Nestlé workers in Girona and Reus demonstrated this Friday at noon in front of the two plants to reject the ERO (Collective Layoff Procedure) proposed by the company, which foresees 178 layoffs in Catalonia within an adjustment of 301 employees throughout Spain. The protests coincided with the shift change and gathered about 25 people in Girona and about 40 in Reus.
The underlying tension is that the adjustment comes while unions maintain that the company is not making losses and recall years of record production, in contrast to management, which denies economic reasons and attributes the procedure to a lack of medium-term sustainability. In the Catalan factories, the ERO foresees 12 dismissals in Girona and eight in Reus.
Unions rejected the ERO while Nestlé denied economic reasons
The meeting between the company and the union representation ended without agreement. The organizations present expressed unanimous rejection of the procedure and requested additional information on the documentation provided by management.
Noelia Eslava, a member of the Nestlé Spain works council, argued that the ERO "is not justified." She also stated that the company has "no losses" and affirmed that "the company always wins," for which she described the arguments used by the multinational as a "lie."
"We have been working very intensely for a few years and achieving record production.

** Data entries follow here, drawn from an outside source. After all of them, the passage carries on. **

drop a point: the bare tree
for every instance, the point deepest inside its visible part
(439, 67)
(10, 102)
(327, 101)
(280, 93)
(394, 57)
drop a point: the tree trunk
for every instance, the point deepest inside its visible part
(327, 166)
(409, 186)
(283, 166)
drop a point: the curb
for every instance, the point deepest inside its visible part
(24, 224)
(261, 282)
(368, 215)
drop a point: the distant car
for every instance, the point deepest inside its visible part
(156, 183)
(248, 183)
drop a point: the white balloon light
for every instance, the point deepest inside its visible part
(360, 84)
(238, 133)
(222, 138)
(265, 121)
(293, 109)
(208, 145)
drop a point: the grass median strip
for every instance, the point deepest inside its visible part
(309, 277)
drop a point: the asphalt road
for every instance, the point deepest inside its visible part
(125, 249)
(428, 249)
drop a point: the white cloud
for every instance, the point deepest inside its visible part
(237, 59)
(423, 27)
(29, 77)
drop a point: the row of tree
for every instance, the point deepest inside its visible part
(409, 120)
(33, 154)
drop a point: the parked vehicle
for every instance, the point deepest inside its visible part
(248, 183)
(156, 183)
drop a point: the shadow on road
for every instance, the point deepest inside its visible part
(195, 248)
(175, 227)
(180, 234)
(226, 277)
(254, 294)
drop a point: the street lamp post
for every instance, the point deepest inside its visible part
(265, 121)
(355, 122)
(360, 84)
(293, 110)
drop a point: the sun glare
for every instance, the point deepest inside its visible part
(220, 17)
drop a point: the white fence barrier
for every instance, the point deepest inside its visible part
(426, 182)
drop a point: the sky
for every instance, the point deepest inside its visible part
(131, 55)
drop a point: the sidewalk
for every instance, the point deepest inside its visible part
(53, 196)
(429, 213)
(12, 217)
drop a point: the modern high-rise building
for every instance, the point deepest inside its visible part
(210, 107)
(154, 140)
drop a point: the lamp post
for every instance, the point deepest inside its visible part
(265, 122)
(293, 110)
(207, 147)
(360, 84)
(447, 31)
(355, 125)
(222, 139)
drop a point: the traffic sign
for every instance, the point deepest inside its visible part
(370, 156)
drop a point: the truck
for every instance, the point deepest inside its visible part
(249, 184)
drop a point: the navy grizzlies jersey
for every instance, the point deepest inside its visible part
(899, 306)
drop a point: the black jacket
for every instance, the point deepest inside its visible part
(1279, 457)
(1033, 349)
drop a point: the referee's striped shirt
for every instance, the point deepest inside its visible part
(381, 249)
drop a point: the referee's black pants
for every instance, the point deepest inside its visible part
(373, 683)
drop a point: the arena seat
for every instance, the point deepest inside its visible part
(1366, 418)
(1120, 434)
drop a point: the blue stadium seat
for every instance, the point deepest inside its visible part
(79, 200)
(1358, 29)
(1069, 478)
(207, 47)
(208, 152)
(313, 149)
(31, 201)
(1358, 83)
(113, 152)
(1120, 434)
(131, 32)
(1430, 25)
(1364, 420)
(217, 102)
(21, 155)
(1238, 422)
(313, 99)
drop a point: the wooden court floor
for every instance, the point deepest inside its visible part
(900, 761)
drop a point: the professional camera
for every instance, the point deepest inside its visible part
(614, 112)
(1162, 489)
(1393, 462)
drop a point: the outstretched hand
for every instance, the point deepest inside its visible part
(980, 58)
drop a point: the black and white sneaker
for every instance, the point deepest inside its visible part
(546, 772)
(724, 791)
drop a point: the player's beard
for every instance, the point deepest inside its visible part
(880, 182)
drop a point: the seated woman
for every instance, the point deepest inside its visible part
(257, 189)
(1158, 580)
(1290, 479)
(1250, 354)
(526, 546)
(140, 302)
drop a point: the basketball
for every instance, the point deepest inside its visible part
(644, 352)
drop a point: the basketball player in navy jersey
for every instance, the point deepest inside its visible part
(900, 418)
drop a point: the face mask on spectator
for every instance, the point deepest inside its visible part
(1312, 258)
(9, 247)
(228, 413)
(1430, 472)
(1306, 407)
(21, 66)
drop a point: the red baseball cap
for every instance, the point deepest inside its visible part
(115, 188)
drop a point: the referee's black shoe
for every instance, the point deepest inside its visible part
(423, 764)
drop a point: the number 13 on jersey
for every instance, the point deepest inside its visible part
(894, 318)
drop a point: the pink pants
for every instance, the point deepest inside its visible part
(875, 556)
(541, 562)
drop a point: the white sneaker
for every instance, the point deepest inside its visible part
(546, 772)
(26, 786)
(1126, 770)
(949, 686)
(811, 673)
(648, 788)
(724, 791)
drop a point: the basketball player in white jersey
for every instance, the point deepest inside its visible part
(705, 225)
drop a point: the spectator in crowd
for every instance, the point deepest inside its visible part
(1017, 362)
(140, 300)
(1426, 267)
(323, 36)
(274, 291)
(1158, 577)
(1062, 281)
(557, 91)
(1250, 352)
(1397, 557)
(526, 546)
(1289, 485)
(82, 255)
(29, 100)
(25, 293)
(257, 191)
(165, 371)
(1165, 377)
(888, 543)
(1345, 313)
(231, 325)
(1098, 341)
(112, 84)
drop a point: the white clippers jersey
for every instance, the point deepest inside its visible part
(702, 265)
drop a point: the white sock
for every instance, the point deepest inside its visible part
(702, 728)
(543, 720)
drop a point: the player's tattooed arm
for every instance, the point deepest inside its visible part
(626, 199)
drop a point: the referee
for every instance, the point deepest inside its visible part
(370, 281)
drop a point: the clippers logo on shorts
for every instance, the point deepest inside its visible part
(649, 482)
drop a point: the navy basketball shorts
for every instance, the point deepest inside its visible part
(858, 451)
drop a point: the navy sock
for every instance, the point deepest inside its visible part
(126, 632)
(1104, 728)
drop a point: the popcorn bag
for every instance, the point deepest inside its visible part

We have given our all and always will. That the company, for money, when it is not justified, uses AI to leave people on the street, we do not understand. If the situation becomes complicated, let them prepare" - Pablo Esteban, Nestlé secretary for Comisiones Obreras, CCOO
From the demonstration in Girona, Pablo Esteban acknowledged the company's "good faith," but made it clear that the union's priority is to halt the procedure. He also recalled that during Covid, the company registered "extraordinary profits" and that the workforce "worked like never before."
Nestlé management maintains a different thesis. The company argues that the procedure does not respond to economic reasons, but to a lack of medium-term business sustainability, and links it to the advance of private label brands, digitalization, automation, and future viability.
CCOO requested early retirement for those over 60 and negotiations will continue on May 20
CCOO, which is participating in negotiations with the company, has proposed early retirements for workers over 60 years of age. For now, there is no agreement, and both parties have set a new meeting for May 20.
On the same day, a demonstration of the staff of the central offices of Esplugues de Llobregat, the center most affected by the redundancy plan, is also called. There, Nestlé foresees 178 departures, well above the 12 in Girona and the eight in Reus.
In Girona, moreover, the protest left an unusual image in this type of mobilization. UGT was not represented, unlike what happened in Reus, an absence that surprised the rest of the unions present.
Esteban defended that Nestlé offers good working conditions, although he added that shifts, night work, and work on holidays must be taken into account. The CCOO secretary warned that this labor framework has been achieved with union pressure and added that "this conflict will be even worse."
The next meeting between management and unions has been set for May 20.